Emanuele, classe ’59, ha cominciato a correre nella leva giovanile a 11 anni con la maglia della Bronese, per la quale ha vinto la bellezza di 98 corse fino agli juniores. Da dilettante, prima con la Lema di Domenico Garbelli, poi con quella della System Holz e la Isal Tessari di Enrico Maggioni. Nei tre anni da dilettante una ventina di successi, prima di passare professionista nel 1981 con la maglia della Hooved Bottecchia (Malvor, Del Tongo, Vini Ricordi, Gewiss Bianchi, Diana Colnago e Gatorade le sue squadre, ndr): per lui, 12 vittorie in undici anni di professionismo, con due crono squadre al Giro d’Italia e la vittoria a Vittorio Veneto.

Emanuele, oggi cosa fai?
«Mi godo la pensione e seguo il ciclismo, che è comunque parte integrante della mia vita».

Ti fai vedere molto poco, come mai?
«Preferisco seguire le corse da casa, mi piace un sacco e non mi perdo un attimo. Ogni tanto vado alle corse, ma mi sento sempre fuori luogo, ho il timore di disturbare. Io sono lì da appassionato, ma c’è gente che è lì a lavorare…».

Ti piace il ciclismo di oggi?
«Moltissimo, come si fa a non amare questo preciso momento storico del ciclismo? Tadej Pogacar fa parte di quella categoria – pochissimi – che possiamo definire fenomeni. Poi ci sono alcuni fuoriclasse: Alaphilippe, Van Aert e Van der Poel».

E Primoz Roglic?
«È certamente un campione. Un grande campione».

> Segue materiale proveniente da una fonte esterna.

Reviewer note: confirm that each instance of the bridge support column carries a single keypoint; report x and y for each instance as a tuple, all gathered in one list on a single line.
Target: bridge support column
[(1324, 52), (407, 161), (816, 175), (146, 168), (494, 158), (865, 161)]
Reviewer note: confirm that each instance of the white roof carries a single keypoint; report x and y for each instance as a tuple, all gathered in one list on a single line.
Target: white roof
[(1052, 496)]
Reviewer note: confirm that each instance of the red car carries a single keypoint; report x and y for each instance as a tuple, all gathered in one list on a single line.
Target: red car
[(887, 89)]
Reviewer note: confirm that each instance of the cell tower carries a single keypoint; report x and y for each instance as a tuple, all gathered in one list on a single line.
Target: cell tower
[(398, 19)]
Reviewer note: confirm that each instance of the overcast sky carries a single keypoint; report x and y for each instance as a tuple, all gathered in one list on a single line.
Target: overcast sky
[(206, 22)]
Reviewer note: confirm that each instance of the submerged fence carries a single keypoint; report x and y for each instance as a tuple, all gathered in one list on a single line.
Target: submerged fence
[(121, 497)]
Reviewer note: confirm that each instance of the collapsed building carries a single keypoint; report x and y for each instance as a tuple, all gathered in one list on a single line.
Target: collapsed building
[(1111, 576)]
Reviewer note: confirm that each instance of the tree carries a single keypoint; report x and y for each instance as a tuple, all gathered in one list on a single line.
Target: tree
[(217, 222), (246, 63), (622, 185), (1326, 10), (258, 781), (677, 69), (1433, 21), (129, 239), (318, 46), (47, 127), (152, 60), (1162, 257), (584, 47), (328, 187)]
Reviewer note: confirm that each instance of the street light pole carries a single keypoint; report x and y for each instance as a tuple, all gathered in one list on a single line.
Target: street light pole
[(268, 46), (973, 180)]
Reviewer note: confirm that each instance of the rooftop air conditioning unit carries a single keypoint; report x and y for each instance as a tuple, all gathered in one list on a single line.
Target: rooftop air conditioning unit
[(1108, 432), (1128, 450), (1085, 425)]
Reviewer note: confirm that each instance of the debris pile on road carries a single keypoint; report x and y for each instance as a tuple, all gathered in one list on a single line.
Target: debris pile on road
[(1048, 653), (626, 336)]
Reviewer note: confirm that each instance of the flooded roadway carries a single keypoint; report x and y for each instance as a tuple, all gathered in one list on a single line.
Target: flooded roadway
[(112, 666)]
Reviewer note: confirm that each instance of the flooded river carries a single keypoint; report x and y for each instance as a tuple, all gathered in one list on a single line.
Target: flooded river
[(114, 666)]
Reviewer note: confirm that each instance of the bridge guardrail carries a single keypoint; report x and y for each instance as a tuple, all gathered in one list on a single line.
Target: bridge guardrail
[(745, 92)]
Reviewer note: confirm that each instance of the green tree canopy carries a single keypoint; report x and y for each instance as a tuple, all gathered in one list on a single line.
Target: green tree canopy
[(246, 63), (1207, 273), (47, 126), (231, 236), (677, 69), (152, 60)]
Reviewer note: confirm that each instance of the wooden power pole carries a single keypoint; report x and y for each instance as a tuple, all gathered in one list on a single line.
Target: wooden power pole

Di corridori, davanti al tuo sguardo attento, ne sono passati tanti: chi ha reso di meno di quanto tu ti aspettavi?
«Quello che più mi ha deluso è Giuseppe Palumbo, due volte campione del mondo degli juniores, che io volli alla Riso Scotti. Non so perché non è riuscito ad emergere, ma è chiaramente una delle mie grandi delusioni. Da osservatore esterno, molto esterno, ci metto anche Fabio Aru, che mi piaceva tantissimo. Non so come mai non ha saputo confermare quanto di buono aveva fatto vedere, ma è chiaramente un’incompiuta».

Speri sempre di fare una squadra di World Tour?
«È un pensiero che è lì, anche se non è un’ossessione. Il momento è difficile per tutti e fare una squadra di livello mondiale è davvero utopia. Guardate, chi ci riesce? La maggior parte sono sponsor nazionali: vorrà dire qualcosa…».

Vai in bicicletta?
«Senza tirarmi il collo. Ogni tanto con quella muscolare, ma adesso ne ho anche una assistita».

C’è qualcosa che ti ha ferito?
«Più di qualcosa, ma direi che mi è spiaciuto tantissimo finire nel calderone. Il ciclismo degli Anni Novanta non è stato semplice per nessuno e ognuno si porta sulle proprie spalle il proprio fardello di colpe. Però mi spiace che le tante cose belle e buone che sono state fatte non siano state riconosciute e ricordate. È tutto da gettare, ma non è così. La Gewiss Bianchi, per esempio, è stata la prima vera squadra che qualcosa di diverso ha portato nel nostro sport. Una struttura di assoluto livello, che ha aperto la strada alle squadre di World Tour di oggi».

Giovani corridori che emergono sempre di più a livello mondiale, il nostro ciclismo è ancora ancorato a vecchi stilemi, con blocchi e limitazioni: è giusto?
«Io quando da juniores sono passato dalla Bronese alla Lema ero un ragazzino sperduto e sprovveduto, oggi i ragazzini sono molto più attrezzati e pronti, su questo non ci sono dubbi. Sono per la tutela dei ragazzi, ma il ciclismo è cambiato. E non da oggi…».